One coach tweeted: “Currently thinking how to post this on the U10 WhatsApp group I coach without causing offence. Because the parents are great to bring ‘em here, there and everywhere. But it’s now at a stage where the noise behind me at a game is unbearable.”

And the U12s coach at Dublin soccer club Donnybrook FC emailed the sports desk to say: “Finally, someone has spoken up about PlayStation parenting and the fact that it has become such a problem at children’s matches. We’ve seen kids actually stay away from nearing the sideline due to the daunting prospect of approaching adults who are shouting.”

Perhaps Mike already knows greater peace — last month, Kerry GAA introduced the increasingly popular ‘silent sideline’ initiative at U12 games, with just one designated coach from each team allowed to issue instructions to players.

The silentsideline.org website explains why this is important: “Children make two conscious decisions per second. Sideline information prevents children from making a quick decision or deciding on one.
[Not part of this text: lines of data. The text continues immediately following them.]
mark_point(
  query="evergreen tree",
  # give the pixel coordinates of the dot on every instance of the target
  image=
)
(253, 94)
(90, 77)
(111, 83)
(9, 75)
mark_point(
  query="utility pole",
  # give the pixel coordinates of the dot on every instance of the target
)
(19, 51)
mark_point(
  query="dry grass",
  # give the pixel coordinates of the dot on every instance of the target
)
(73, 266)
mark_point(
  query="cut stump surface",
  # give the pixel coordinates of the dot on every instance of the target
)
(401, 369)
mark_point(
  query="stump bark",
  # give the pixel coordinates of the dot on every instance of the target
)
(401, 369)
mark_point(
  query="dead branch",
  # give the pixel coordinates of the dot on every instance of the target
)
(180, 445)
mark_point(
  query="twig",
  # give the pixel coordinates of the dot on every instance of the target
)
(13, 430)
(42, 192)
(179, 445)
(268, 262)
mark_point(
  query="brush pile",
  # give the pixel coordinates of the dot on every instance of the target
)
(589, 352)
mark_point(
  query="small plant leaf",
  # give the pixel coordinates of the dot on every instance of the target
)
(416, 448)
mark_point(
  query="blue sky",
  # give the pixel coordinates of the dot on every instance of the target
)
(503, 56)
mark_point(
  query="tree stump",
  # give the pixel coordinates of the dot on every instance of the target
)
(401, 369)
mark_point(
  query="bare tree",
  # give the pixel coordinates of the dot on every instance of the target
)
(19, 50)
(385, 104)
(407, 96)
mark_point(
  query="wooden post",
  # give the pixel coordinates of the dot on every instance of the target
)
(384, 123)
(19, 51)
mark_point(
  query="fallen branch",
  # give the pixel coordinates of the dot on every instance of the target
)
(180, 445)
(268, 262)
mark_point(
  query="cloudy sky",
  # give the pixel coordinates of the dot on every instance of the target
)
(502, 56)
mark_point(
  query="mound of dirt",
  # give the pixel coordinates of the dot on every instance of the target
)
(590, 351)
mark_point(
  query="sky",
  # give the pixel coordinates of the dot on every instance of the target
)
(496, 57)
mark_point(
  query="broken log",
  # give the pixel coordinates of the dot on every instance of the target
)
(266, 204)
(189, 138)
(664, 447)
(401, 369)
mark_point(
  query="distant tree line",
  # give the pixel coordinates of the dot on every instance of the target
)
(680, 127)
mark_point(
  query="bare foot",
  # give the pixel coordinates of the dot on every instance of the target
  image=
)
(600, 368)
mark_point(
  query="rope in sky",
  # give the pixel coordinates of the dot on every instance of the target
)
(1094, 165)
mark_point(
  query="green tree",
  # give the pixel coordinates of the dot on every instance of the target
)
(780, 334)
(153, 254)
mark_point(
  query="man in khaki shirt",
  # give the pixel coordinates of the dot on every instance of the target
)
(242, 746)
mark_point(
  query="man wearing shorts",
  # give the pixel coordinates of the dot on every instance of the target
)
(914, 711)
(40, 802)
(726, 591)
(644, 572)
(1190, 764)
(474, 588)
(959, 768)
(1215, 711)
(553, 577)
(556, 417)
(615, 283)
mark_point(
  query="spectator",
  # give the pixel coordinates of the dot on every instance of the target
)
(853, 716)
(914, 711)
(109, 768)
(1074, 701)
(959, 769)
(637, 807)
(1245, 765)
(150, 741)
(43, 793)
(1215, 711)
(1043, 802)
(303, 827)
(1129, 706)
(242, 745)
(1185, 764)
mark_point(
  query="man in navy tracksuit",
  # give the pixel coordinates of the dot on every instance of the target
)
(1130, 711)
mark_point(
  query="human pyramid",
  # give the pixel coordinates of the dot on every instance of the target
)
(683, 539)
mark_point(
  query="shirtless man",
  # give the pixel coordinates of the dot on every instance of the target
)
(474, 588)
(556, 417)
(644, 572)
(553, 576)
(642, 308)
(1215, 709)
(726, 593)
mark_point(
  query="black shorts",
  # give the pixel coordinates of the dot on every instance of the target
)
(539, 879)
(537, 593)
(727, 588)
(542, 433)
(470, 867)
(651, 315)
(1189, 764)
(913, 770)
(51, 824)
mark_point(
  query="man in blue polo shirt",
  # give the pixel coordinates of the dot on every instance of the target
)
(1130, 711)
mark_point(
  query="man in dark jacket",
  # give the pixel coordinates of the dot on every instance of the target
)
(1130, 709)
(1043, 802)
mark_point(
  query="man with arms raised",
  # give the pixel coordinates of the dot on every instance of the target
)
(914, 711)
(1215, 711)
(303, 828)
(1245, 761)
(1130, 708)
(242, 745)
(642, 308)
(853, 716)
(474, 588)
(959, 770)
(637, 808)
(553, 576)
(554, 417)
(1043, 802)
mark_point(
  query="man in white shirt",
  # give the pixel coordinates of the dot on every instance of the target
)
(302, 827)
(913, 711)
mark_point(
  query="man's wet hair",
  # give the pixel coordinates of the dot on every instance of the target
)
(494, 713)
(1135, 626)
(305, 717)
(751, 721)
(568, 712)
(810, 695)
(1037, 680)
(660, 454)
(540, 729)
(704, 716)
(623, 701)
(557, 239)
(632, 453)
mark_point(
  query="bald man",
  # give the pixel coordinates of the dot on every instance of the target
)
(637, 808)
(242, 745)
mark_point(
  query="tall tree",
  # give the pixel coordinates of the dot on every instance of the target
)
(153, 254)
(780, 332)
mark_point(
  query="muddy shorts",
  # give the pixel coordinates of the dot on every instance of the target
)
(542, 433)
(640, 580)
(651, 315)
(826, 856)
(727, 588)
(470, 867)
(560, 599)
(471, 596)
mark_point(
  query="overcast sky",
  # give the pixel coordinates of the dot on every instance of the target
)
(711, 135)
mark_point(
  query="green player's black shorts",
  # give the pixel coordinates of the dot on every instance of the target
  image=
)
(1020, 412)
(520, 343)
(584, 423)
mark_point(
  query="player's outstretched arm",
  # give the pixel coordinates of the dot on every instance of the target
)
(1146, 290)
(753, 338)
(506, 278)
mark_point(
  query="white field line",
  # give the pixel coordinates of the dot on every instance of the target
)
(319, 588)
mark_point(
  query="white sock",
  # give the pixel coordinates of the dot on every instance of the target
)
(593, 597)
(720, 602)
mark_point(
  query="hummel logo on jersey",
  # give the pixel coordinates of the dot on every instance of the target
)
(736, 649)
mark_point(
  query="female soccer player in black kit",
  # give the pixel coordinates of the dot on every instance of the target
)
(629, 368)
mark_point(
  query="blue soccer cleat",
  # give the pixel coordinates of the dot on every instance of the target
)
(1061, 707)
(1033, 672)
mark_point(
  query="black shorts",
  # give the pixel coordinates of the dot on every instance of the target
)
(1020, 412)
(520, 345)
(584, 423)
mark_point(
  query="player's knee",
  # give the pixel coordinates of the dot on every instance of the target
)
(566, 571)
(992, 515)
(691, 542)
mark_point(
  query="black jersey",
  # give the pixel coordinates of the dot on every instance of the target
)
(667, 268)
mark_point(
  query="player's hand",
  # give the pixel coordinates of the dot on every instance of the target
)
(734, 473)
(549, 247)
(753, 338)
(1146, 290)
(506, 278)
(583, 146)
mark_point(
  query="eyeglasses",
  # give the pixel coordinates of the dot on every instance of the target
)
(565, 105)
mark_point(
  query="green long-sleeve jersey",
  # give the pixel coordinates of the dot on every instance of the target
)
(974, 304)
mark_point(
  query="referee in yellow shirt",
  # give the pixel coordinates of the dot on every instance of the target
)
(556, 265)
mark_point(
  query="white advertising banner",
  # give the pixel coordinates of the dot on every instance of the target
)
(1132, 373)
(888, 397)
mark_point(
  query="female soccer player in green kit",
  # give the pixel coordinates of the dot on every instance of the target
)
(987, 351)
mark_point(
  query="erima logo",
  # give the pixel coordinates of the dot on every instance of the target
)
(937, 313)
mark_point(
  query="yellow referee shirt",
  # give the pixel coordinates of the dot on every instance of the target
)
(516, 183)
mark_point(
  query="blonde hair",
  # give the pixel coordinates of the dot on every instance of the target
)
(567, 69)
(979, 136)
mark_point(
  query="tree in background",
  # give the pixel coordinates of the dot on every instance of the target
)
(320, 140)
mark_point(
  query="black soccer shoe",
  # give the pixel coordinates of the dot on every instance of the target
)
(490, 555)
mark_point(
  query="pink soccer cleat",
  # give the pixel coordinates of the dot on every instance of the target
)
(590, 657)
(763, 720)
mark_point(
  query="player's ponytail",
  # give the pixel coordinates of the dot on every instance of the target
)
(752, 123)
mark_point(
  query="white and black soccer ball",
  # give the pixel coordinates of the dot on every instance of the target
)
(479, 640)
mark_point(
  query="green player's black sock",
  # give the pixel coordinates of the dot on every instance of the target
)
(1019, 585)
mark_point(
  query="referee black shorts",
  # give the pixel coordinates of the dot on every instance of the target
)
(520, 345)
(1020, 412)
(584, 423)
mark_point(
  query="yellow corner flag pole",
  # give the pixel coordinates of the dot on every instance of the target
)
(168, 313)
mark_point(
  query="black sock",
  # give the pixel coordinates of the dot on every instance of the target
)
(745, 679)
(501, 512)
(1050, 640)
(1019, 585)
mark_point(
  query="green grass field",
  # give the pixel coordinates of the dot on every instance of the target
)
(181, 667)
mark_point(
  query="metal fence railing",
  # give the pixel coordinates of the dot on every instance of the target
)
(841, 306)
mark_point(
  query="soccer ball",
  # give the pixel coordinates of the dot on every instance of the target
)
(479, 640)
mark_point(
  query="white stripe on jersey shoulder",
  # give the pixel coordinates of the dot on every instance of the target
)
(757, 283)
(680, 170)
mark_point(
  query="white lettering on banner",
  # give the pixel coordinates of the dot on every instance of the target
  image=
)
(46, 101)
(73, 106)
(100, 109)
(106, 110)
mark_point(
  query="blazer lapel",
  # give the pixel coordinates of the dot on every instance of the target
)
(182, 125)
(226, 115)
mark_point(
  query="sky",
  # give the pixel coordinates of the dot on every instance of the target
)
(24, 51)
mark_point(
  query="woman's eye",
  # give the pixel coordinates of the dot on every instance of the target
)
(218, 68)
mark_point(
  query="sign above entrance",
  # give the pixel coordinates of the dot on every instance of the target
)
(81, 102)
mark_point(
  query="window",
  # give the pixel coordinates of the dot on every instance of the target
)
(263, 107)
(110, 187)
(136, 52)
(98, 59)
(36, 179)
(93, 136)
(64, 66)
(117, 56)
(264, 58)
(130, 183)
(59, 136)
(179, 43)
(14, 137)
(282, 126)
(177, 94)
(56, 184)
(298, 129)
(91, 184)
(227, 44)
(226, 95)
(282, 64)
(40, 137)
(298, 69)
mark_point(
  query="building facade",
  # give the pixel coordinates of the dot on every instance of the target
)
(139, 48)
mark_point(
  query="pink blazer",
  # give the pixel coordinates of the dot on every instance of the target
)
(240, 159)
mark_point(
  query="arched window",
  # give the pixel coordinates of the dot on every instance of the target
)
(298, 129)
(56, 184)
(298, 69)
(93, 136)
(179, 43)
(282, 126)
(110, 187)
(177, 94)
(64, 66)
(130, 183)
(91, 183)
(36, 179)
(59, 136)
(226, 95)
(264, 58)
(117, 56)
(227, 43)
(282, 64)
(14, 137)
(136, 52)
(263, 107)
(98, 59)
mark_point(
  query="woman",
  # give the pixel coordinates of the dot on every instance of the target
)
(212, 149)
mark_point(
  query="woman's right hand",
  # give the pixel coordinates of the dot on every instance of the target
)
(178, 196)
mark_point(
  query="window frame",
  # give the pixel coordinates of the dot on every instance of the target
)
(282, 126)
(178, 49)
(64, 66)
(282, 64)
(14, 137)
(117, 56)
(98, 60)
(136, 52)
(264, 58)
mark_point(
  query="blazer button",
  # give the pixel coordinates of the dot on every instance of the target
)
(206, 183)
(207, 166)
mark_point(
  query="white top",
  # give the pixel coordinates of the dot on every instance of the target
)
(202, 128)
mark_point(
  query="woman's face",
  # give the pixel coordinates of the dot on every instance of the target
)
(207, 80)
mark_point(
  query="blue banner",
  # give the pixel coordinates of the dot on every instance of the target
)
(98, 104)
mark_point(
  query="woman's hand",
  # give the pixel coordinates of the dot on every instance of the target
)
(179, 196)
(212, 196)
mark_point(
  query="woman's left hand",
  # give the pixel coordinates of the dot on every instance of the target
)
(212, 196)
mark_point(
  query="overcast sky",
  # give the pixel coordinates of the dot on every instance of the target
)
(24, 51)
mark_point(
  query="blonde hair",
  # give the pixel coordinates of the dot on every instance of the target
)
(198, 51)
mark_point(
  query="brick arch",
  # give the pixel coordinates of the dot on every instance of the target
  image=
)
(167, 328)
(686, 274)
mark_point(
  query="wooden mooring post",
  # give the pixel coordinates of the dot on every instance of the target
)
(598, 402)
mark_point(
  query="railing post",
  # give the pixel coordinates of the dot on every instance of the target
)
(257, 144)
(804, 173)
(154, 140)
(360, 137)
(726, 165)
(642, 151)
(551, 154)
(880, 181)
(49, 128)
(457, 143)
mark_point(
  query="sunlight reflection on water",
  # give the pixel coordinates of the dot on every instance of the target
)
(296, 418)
We now know that when adults scream from the sidelines they’re not just invading the children’s play time, they’re preventing children from learning the game in a natural manner.”

In America, they are convinced this interference, which they call ‘joysticking’, has cost them generations of footballers.

Coach Keith Whitmer says on stack.com: “American soccer players are no less athletic than their European and South American counterparts, but they often lack the requisite soccer IQ. This issue can be traced back to the American youth soccer experience. At the youth levels, coaching teeters on diabolical, as coaches are often telling players what to do and how to do it at all times. Joysticking is a byproduct of the win-now mentality that’s become extremely prevalent in youth soccer. We live in a world of instant gratification. Parents and coaches want their kids to win every single game that they’re involved in.”

Former USA striker Eric Wynalda reckons that even Messi, had he been born in the States, would have been “totally screwed up”.

Both the FAI and IRFU have issued guidelines on sideline behaviour as part of their player development plans. But that Donnybrook U12 coach, Craig McDonnell, says not everyone is listening.

“It has gotten to a point where we must contact teams before they travel to our home ground to play us, informing them that they must abide by the initiatives set out by the FAI and the DDSL (Dublin and District Schoolboys League).

“At a lot of clubs, however, with a win at all costs attitude, they are simply uninterested.

Either the coaches are standing on the pitch shouting at players and having a go at the referee. Or the club is not strong enough to tell the parents, and they are shouting and roaring. A desire to win seems to supersede the desire to develop our kids.

There is a large sign at Donnybrook’s Herbert Park pitch which reads ‘Just let the kids play’.

The 25-foot sign beside the pitches at Ajax’s academy, where generations of footballers learn the principles of Johan Cruyff, simply reads ‘Silence’. Parents are encouraged to watch training and matches but must remain quiet.

The latest crop of graduates showed their talent in the Champions League semi-final at Tottenham on Tuesday. Then, in the second half, the ‘soccer IQ’ to manage a game that was turning against them.

Like Ajax’s magnificent captain Matthijs de Ligt, Donnybrook coach Craig McDonnell is just 19, but is already acquainted with wisdom.

He isn’t trying to build the next superstar, just allow kids to “have fun, run around, and express themselves, like they would in the park with their friends”.

He has already grasped the central irony in lamenting the demise of the street footballer, while denying young players the conditions of the street by controlling them on our own PlayStations.